Abstract

From W. J. Fitzpatrick, Life of Charles Lever (1879) ii, 396–7, 405–20. In the summer and autumn of 1842, Thackeray was in Ireland to work on his Irish Sketch Book, published the following year, and he visited the popular Irish novelist Charles Lever (1806–72), then also Editor of the Dublin University Magazine, at his country house outside Dublin. He ‘made himself very agreeable during his stay’, writes Fitzpatrick (Life of Lever, i, 337), ‘and was a favourite with the children’. The Sketch Book was dedicated to Lever — ‘who, I fear, must disapprove ofa great deal which it contains’ — and indeed Lever suffered from this association with a book which offended Irish suscep-tibilities.
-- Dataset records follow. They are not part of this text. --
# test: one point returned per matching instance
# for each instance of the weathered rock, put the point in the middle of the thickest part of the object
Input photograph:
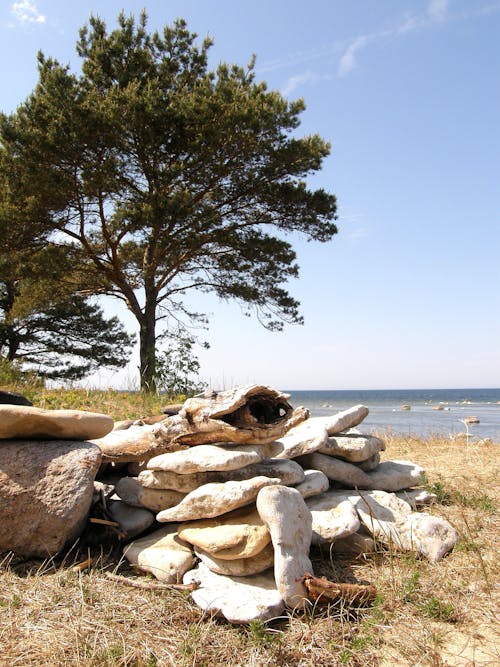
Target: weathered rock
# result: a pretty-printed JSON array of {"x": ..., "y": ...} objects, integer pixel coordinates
[
  {"x": 172, "y": 409},
  {"x": 135, "y": 443},
  {"x": 123, "y": 424},
  {"x": 252, "y": 414},
  {"x": 215, "y": 499},
  {"x": 307, "y": 437},
  {"x": 238, "y": 534},
  {"x": 45, "y": 494},
  {"x": 392, "y": 522},
  {"x": 239, "y": 567},
  {"x": 149, "y": 421},
  {"x": 102, "y": 490},
  {"x": 133, "y": 493},
  {"x": 205, "y": 458},
  {"x": 341, "y": 421},
  {"x": 288, "y": 473},
  {"x": 353, "y": 448},
  {"x": 315, "y": 482},
  {"x": 289, "y": 521},
  {"x": 238, "y": 599},
  {"x": 13, "y": 398},
  {"x": 162, "y": 554},
  {"x": 388, "y": 476},
  {"x": 332, "y": 519},
  {"x": 353, "y": 545},
  {"x": 28, "y": 423},
  {"x": 133, "y": 520},
  {"x": 417, "y": 498},
  {"x": 134, "y": 468},
  {"x": 370, "y": 464}
]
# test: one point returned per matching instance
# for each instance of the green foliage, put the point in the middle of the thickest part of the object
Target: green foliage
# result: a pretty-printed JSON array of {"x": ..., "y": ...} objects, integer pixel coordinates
[
  {"x": 166, "y": 175},
  {"x": 440, "y": 611},
  {"x": 410, "y": 587},
  {"x": 177, "y": 369}
]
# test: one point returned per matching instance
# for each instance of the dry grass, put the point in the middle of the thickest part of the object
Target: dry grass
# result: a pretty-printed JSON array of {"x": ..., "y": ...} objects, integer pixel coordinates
[
  {"x": 117, "y": 404},
  {"x": 426, "y": 614}
]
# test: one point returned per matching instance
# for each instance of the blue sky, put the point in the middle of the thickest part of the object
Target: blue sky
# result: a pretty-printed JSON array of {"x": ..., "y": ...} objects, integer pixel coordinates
[{"x": 407, "y": 294}]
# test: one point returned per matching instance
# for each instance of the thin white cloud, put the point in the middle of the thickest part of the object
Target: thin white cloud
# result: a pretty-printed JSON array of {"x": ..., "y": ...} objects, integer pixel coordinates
[
  {"x": 437, "y": 12},
  {"x": 348, "y": 60},
  {"x": 437, "y": 9},
  {"x": 26, "y": 12},
  {"x": 308, "y": 77}
]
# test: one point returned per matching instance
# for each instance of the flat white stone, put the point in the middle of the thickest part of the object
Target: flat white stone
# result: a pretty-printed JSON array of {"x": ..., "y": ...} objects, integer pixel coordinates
[
  {"x": 289, "y": 521},
  {"x": 162, "y": 554},
  {"x": 332, "y": 519},
  {"x": 238, "y": 599},
  {"x": 307, "y": 437},
  {"x": 28, "y": 423},
  {"x": 136, "y": 443},
  {"x": 370, "y": 464},
  {"x": 238, "y": 534},
  {"x": 392, "y": 522},
  {"x": 288, "y": 472},
  {"x": 315, "y": 482},
  {"x": 203, "y": 458},
  {"x": 215, "y": 499},
  {"x": 388, "y": 476},
  {"x": 133, "y": 493},
  {"x": 239, "y": 567},
  {"x": 341, "y": 421},
  {"x": 353, "y": 448},
  {"x": 417, "y": 498}
]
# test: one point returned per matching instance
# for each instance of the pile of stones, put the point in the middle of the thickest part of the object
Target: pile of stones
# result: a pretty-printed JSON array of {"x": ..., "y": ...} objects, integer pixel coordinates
[{"x": 228, "y": 495}]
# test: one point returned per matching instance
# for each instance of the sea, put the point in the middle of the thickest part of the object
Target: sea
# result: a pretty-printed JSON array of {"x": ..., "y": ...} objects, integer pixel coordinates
[{"x": 413, "y": 412}]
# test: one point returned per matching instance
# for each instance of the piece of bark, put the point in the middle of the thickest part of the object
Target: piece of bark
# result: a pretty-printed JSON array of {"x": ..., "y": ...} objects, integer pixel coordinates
[
  {"x": 321, "y": 590},
  {"x": 252, "y": 414}
]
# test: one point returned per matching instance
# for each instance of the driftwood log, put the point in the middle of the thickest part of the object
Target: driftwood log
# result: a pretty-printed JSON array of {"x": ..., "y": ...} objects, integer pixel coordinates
[
  {"x": 323, "y": 591},
  {"x": 252, "y": 414}
]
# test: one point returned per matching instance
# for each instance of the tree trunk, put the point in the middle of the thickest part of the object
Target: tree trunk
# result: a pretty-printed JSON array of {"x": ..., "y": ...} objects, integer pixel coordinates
[{"x": 147, "y": 347}]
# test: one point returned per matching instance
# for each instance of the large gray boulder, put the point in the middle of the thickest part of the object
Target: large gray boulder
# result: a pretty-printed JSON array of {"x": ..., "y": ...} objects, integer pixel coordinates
[{"x": 45, "y": 494}]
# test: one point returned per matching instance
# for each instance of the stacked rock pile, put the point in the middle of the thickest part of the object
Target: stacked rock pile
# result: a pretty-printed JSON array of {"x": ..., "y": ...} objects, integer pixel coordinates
[
  {"x": 247, "y": 512},
  {"x": 230, "y": 493}
]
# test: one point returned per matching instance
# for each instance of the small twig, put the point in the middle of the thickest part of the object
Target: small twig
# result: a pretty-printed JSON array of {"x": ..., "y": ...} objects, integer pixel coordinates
[
  {"x": 323, "y": 591},
  {"x": 79, "y": 567},
  {"x": 152, "y": 585},
  {"x": 104, "y": 522}
]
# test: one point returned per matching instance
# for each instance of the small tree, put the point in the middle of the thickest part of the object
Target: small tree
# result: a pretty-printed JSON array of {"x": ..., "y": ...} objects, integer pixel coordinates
[
  {"x": 170, "y": 177},
  {"x": 46, "y": 323},
  {"x": 178, "y": 368}
]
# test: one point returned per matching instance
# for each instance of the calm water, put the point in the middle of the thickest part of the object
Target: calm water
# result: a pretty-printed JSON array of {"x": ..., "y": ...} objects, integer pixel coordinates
[{"x": 421, "y": 419}]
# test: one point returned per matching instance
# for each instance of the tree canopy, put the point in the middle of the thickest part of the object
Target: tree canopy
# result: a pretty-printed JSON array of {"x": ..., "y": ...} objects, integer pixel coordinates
[{"x": 168, "y": 176}]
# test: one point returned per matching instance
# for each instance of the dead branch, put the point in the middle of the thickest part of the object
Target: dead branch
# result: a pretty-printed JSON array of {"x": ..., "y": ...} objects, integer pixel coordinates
[
  {"x": 153, "y": 586},
  {"x": 322, "y": 590}
]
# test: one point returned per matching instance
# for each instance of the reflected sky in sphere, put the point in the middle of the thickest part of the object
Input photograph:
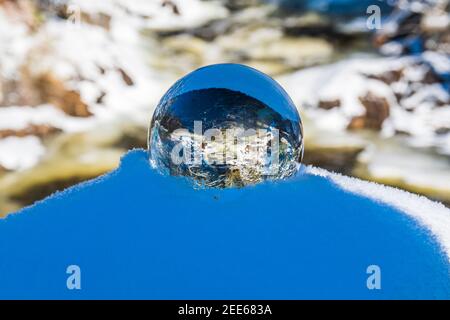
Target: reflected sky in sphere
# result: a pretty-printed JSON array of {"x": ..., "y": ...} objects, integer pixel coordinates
[{"x": 226, "y": 125}]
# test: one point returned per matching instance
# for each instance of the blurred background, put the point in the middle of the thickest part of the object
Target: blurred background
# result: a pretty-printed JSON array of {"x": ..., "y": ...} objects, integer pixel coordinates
[{"x": 79, "y": 81}]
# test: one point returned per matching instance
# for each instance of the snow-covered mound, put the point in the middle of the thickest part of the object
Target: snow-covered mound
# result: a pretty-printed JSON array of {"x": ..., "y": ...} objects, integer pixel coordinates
[{"x": 137, "y": 234}]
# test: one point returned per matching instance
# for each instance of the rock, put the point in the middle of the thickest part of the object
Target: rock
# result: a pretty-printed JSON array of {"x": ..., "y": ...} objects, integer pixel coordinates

He reviewed it favourably, however, and was thus the more incensed when Thackeray a few years later reviewed him coolly and lampooned his work; Lever riposted by accusing Thackeray, with some justice, of viewing Ireland or any other country through complacently Cockney eyes (see next item). Thackeray’s certainty that England and London were best appears in an account of their conversations which Lever soon afterwards gave to his cousin Harry Innes, in whose opinion Lever’s moving to London in 1845 was much influenced by Thackeray’s arguments.